Pesach night’s real beauty can also be found in the natural setting. Hashem created the world where the father is in his respected role, the mother is in her respected role and each child is following in his special role. This is the natural setup and this was His intention, and that’s why it works so beautifully. Moving ourselves further away from Brias Haolam makes our setup less natural and makes everyone feel less comfortable.
B”H, many wise families have been on guard, keeping their homes intact and protected from adopting a more liberal standard. Creating such boundaries is not an easy task, as the seepage from the general world becomes more and more difficult to avoid.

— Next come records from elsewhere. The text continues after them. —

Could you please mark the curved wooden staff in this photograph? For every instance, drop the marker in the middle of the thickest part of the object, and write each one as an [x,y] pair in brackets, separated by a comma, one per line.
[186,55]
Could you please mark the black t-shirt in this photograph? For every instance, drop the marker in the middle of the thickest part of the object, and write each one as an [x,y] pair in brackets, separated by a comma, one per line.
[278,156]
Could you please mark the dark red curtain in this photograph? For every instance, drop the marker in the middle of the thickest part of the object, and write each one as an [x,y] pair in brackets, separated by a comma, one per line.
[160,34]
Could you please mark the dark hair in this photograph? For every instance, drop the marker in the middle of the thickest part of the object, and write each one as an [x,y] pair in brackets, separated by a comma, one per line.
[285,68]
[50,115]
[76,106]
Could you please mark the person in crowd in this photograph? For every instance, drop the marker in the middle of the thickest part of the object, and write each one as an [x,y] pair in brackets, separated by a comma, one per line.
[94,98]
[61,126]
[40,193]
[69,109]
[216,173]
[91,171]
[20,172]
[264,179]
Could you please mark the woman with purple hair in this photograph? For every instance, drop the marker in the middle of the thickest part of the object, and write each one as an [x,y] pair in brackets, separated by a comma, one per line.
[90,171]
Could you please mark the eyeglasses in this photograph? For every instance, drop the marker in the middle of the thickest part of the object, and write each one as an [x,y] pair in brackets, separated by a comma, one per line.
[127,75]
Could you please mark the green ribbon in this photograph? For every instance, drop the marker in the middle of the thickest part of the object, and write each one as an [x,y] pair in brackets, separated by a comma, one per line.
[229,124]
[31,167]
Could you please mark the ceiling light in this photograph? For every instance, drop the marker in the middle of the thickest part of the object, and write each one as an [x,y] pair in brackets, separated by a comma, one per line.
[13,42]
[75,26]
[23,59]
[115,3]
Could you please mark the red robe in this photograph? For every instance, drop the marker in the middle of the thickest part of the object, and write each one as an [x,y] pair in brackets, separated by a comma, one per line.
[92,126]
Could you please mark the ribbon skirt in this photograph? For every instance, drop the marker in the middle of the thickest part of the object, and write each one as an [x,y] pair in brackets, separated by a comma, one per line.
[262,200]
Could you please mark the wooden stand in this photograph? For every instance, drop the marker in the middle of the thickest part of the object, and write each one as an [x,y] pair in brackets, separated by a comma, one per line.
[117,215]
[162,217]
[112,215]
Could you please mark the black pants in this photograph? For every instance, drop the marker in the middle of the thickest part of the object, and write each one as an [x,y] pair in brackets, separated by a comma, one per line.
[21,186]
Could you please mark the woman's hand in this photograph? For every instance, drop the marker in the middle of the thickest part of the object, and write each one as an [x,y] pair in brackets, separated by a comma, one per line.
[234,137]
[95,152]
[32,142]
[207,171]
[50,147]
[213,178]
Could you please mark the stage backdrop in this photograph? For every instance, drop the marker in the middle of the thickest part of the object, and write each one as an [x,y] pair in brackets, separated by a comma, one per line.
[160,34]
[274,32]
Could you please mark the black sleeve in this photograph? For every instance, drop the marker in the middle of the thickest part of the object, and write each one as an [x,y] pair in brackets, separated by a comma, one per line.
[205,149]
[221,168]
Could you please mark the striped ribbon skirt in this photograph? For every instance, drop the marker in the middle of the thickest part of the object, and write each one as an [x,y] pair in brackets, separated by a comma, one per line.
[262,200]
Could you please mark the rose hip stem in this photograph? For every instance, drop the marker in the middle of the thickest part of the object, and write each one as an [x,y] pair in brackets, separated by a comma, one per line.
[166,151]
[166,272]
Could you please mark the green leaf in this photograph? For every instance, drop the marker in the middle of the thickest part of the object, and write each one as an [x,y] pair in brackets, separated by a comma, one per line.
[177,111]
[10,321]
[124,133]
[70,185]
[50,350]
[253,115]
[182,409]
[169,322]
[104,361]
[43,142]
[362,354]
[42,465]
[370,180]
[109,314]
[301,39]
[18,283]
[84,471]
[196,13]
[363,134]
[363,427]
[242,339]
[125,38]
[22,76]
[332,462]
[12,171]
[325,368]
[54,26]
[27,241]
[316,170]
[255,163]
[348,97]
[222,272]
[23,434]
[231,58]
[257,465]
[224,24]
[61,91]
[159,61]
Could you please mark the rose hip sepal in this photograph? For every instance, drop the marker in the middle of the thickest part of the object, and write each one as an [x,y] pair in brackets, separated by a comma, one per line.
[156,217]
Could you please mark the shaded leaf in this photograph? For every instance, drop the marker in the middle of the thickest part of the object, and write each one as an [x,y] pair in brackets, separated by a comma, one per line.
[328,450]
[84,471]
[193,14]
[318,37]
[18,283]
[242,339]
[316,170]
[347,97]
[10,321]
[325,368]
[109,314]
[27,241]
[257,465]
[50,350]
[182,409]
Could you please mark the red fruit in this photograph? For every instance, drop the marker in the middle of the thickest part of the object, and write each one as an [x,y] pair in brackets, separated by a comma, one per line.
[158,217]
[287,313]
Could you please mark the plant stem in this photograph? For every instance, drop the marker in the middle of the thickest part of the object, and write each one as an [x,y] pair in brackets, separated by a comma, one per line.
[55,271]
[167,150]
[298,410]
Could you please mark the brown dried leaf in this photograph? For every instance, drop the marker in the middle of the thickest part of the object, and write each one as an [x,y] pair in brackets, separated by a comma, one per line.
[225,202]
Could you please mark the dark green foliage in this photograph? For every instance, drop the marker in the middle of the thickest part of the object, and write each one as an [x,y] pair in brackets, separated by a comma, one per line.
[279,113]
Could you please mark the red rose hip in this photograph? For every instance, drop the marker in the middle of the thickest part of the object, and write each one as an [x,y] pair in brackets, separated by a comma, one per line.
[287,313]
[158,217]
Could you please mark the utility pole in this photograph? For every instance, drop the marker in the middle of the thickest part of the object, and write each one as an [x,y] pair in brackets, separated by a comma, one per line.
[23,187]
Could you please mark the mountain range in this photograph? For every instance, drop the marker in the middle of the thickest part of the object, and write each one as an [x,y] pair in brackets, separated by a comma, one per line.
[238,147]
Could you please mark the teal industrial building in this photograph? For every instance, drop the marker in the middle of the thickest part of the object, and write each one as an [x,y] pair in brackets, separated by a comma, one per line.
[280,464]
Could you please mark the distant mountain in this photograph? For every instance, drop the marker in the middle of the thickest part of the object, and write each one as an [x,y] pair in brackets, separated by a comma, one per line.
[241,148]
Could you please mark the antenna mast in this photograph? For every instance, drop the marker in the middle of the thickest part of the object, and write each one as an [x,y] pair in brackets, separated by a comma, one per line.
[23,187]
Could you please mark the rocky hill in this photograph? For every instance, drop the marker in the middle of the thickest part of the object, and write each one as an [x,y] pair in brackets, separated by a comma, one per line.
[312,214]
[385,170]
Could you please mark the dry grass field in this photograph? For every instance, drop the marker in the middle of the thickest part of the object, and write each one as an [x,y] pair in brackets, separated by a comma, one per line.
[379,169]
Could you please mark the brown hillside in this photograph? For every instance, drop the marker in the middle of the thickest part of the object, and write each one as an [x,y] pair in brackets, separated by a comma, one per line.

Establishing our homes in the natural way year-round requires a lot of courage. Unfortunately, many have become accustomed to a warped way of thinking. Give, give in, spoil and then spoil some more to achieve a satisfied productive child. This has turned out to be a recipe for disaster. In many cases it contributed to raising entitled youth who don’t know how to tolerate, how to give and how to be satisfied with whatever Hashem sends our way. Getting a “no” from a parent has become a major rejection with threatening ramifications. Not feeling the top of the class or an elite member of the group, or chas v’shalom, not being accepted into the elitist camp or mesivta turns into a major catastrophe that may require therapy to heal. Children feel handicapped.
It’s time for a change!
Take the lead. Father and mother need to spend quality time together to reassure each other that they can institute more of the natural structure in their home. It is a slow and gradual process. It may require some guidance and reassurance from Gedolei Yisrael, along the way. But it is worth the effort, as it will, be”H, turn the home into a happy, satisfied, natural home. It will be filled with menuchah, emes, va’emunah, which allows for shalom v’shalvah, hashket uvetach — peace, harmony, serenity, and security. Do you know why? Because it will be yakiru v’yeidu ki me’itcha hi menuchasam — this is the way that You, Hakadosh Baruch Hu, intended it to be. V’al menuchasam yakdishu es shemecha.
We can make our children great again!